A los chicos les apareció un brillo despiadado en los ojos, ahora seguros de que podrían lidiar con las artimañas de la Secta del Tesoro Prohibido. Las chicas habían luchado bastante bien, pero sus criaturas invocadas fueron la diferencia entre la victoria y la derrota, al menos a los ojos de la Secta del Viento de Montaña.
El primer combate duró casi la hora completa asignada antes de que tuviera que decidirse por el veredicto del juez, con los Cultivadores de Espada de la Hoja Barredora alzándose con la victoria.
—Muy bien, mis Tesoros. Os toca. Ya sabéis lo que tenéis que hacer. Salid ahí, dad lo mejor de vosotras y haced que me sienta orgulloso —les dijo Caín mientras limpiaban y nivelaban la arena para el siguiente combate.

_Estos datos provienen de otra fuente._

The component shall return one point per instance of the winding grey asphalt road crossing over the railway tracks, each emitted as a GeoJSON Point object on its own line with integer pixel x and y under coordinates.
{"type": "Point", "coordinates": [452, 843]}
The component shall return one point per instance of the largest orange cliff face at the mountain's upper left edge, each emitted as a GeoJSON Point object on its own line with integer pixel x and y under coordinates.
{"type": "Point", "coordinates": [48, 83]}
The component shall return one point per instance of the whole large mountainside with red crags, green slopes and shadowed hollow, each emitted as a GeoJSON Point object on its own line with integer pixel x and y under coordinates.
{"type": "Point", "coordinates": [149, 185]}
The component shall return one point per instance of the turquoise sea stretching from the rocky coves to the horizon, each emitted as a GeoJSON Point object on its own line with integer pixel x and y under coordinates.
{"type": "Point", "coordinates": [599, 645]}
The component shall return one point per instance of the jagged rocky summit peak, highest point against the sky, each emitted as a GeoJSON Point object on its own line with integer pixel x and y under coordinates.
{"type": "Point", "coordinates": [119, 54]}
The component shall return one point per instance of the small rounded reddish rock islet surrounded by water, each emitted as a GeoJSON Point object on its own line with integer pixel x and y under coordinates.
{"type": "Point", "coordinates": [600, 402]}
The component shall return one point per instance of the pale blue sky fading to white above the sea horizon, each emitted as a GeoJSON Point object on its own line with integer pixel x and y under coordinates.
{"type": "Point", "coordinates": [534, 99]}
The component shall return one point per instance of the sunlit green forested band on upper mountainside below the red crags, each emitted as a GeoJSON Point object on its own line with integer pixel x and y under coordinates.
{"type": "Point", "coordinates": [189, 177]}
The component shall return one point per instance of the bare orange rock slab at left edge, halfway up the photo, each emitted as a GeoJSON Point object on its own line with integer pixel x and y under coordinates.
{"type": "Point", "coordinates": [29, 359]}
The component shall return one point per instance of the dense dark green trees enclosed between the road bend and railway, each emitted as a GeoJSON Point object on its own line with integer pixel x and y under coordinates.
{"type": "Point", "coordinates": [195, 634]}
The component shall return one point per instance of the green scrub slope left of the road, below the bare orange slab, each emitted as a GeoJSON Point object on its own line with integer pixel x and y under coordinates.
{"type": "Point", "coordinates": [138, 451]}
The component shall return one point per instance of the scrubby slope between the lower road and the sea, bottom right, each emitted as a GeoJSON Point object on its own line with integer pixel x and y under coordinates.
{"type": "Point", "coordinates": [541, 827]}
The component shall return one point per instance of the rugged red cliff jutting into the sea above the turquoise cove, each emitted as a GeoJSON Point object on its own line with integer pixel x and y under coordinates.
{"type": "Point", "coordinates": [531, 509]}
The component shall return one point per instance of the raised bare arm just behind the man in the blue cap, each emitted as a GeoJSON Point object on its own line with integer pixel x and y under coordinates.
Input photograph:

—Entendido, jefe. No te decepcionaremos —le dijo Jen, saltando por encima de la multitud para colocarse en el muro de la barrera, esperando la señal para entrar en la arena.
—Sí, lo que ha dicho Jen. Haremos que te sientas orgulloso. Tengo un buen presentimiento sobre este combate. Creo que va a ser divertido contra esos tipos que vuelan tan rápido —coincidió Tena, bajando para unirse al Paladín en el muro, provocando a la Secta del Viento de Montaña con su confianza.